O primeiro romance de Rangel, Vida Ociosa (1920) foi relançado numa co-edição da Casa da Palavra com a Fundação Rui Barbosa, e na surpreendente loteria dos livros para o Vestibular foi incluído O amanuense Belmiro (1937). Se é correta a frase de Camus, “o romance é um exercício da inteligência nostálgica ou revoltada”, ambos se alinham no escaninho da “sensibilidade nostálgica”.
III
O narrador de VIDA OCIOSA é um juiz quarentão e solteirão que atua numa cidadezinha do interior de Minas, durante a Primeira Guerra, e que foge do tédio que sente pela sua profissão na expectativa (inexplicável, para o leitor moderno) de passar horas numa fazenda decadente (“é um cadáver de casa… com esse ar de morte e abandono”), com um casal velhíssimo e paupérrimo (Próspero e Marciana) e seu filho esquisito (Américo). Noventa por cento da narrativa é dedicada a mostrar essas horas ociosas, que servem de fuga da “atmosfera de petições e arrazoados” e que compensam uma vocação de escritor que parece não se realizar: “Tenho viajado muito; mas em tanto correr terras não colhi uma anedota, uma observação rara”.
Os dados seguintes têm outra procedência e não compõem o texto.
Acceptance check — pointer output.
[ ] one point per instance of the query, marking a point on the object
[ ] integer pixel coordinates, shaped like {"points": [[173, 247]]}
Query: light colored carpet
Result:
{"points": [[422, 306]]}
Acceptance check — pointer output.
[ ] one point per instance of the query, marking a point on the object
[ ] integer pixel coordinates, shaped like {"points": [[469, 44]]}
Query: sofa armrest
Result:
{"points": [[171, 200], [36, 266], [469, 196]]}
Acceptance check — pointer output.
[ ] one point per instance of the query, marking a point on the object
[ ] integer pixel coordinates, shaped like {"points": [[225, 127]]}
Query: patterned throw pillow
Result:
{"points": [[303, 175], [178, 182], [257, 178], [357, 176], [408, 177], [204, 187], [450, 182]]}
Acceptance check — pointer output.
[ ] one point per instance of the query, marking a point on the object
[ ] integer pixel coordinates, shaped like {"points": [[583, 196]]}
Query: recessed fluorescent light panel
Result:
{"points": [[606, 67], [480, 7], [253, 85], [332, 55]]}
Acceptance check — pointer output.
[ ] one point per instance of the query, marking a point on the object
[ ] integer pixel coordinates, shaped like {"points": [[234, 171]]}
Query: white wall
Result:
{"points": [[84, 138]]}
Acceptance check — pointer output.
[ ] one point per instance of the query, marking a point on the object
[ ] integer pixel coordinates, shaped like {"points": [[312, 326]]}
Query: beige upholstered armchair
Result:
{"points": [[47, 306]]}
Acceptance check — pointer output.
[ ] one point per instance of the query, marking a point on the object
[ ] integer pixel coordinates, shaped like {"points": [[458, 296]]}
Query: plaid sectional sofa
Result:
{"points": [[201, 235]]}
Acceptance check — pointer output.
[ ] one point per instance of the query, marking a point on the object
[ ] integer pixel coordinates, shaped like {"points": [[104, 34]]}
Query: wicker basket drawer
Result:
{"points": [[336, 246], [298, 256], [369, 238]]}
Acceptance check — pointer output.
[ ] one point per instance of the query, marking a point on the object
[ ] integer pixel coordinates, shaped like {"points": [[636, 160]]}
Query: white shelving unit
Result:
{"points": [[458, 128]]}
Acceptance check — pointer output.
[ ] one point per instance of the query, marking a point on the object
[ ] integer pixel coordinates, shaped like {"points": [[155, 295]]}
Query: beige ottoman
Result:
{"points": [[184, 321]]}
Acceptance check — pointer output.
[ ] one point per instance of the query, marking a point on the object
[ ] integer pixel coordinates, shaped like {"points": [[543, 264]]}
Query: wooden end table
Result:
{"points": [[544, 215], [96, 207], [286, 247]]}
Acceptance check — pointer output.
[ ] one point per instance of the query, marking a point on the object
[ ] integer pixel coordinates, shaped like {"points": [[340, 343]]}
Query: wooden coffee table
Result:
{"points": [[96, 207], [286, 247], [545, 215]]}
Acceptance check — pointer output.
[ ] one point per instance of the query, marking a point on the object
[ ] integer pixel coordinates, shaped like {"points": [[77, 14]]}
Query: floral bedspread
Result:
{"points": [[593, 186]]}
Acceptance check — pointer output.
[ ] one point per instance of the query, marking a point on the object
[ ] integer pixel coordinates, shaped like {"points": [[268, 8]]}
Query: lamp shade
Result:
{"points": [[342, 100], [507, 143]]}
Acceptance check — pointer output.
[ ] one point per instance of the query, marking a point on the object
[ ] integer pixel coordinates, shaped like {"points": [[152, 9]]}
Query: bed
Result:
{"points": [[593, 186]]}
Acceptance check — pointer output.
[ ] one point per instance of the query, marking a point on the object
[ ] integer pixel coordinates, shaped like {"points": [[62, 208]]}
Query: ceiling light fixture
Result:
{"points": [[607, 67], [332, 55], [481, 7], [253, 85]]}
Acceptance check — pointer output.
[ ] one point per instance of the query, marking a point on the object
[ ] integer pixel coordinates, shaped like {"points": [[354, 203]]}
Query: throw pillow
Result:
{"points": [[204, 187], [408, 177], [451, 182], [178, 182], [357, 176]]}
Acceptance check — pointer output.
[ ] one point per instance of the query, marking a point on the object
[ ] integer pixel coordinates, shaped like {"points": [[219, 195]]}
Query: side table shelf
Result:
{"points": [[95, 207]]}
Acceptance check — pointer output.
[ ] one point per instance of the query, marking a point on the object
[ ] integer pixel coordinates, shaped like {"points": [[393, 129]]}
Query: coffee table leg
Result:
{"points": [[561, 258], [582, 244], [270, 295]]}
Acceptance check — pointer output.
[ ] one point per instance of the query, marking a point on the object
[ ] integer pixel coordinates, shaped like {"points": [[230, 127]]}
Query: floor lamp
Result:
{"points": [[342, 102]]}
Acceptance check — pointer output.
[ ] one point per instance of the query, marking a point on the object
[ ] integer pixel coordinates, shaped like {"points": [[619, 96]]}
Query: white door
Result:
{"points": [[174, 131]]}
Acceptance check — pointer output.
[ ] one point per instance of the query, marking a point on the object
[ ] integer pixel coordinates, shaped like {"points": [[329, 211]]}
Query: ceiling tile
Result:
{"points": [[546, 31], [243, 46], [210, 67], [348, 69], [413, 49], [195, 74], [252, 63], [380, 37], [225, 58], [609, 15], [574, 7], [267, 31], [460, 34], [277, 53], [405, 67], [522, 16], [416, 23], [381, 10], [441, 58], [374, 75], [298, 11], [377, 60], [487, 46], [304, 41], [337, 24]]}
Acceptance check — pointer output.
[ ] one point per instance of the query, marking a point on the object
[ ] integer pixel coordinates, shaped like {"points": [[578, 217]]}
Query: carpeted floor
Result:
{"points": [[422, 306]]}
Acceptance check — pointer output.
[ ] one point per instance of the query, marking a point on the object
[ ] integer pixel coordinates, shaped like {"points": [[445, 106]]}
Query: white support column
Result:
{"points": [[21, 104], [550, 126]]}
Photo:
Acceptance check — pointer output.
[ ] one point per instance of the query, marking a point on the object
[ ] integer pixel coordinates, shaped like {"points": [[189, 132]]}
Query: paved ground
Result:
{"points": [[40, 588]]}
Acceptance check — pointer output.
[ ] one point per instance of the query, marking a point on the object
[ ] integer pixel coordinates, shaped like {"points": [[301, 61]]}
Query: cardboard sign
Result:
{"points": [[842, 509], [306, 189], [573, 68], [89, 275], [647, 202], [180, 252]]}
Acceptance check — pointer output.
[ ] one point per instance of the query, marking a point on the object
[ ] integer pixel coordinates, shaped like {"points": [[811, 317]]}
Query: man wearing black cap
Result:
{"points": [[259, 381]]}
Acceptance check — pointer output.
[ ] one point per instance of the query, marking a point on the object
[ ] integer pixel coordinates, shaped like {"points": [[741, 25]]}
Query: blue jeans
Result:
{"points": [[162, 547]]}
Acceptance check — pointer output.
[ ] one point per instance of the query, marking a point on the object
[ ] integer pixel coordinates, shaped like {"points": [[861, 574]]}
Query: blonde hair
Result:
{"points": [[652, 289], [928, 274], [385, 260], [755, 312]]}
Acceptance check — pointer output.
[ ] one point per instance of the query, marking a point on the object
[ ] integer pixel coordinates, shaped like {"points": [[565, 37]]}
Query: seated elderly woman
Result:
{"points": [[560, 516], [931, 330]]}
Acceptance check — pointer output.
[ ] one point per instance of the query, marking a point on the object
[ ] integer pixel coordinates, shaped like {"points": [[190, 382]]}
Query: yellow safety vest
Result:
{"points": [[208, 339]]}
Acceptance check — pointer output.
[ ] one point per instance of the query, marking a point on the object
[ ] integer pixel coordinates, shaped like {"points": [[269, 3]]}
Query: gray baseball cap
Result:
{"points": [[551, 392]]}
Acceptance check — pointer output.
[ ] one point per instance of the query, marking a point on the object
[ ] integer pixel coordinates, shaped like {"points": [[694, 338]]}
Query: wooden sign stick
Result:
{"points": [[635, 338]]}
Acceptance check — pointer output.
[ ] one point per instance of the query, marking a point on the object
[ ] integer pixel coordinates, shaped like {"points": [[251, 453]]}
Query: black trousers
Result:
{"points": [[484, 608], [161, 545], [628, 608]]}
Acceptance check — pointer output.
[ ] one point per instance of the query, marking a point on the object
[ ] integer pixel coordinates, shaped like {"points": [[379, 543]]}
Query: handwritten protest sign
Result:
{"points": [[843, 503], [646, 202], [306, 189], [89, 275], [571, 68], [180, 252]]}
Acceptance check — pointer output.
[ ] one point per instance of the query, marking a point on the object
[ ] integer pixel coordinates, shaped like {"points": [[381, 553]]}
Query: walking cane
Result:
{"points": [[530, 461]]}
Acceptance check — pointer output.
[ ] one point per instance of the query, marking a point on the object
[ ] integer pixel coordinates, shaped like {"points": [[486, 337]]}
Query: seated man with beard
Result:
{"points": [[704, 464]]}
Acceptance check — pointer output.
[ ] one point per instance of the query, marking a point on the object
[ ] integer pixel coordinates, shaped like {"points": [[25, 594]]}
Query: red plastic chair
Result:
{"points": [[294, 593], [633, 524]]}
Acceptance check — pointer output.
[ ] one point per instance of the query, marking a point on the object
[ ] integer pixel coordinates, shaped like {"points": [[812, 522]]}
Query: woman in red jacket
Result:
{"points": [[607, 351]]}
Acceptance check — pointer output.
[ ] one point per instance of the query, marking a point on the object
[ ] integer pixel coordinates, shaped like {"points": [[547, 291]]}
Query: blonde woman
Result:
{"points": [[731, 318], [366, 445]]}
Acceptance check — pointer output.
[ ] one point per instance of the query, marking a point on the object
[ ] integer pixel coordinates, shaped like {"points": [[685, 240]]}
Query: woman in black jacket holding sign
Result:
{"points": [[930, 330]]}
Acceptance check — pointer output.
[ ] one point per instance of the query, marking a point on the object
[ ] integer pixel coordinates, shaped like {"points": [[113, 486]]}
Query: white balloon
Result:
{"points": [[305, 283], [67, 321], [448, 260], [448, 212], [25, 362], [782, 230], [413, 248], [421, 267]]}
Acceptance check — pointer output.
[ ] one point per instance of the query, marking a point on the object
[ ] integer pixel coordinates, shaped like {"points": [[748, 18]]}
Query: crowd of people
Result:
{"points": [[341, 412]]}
Além disso, ele não parece gostar muito de si, considera seu passado “um mau romance truncado”, um “rol de misérias cujo cruciar, quando o evoco, lateja sempre atual. Não se que ímã me constitui o núcleo da alma, que só atrai,limalha imprestável, impressões sabendo a fel e pranto”.
Uma razão para o interesse que poderia suscitar Vida Ociosa em 2001, que não fosse ver nele um par brasileiro para as Confissões de Lúcio, é dada por Enéias Athanázio: “Lugares que os tempos de progresso desfiguraram irremediavelmente estão fixadas para sempre nos quadros coloridos que Rangel pintou com tanta sensibilidade”. Outra razão é o estilo impecável e “trabalhado” que lhe imputam.
Mas nenhuma dessas razões seduz o leitor. Vida Ociosa desperta bocejos e provoca enfado. Só uma certa tendência atual de redescobrir “mestres” esquecidos e algumas “obras-primas” obsoletas é que explica o seu dispensável resgate (que talvez sirva também para quem , como é o meu caso, goste muito da obra de Autran Dourado, que tem em Rangel uma influência decisiva, e que queira saber em que bases se constitui essa ascendência sobre o grande autor de Ópera dos Mortos. Estamos, aqui, longe do vigor e força de João Alphonsus. A impressão que se tem é que o estilo de Godofredo Rangel já era antigo quando ele escrevia. Nã é ruim, apenas anacrônico em demasia.
IV
O AMANUENSE BELMIRO, por sua vez, resistiu bem ao tempo. Belmiro Borba é o pequeno burocrata em Belo Horizonte que começa a escrever um diário para tentar resgatar seu passado na cidadezinha de Vila Caraíbas: “Minha vida parou, e desde muito me volto para o passado, perseguindo imagens fugitivas de um tempo que se foi”.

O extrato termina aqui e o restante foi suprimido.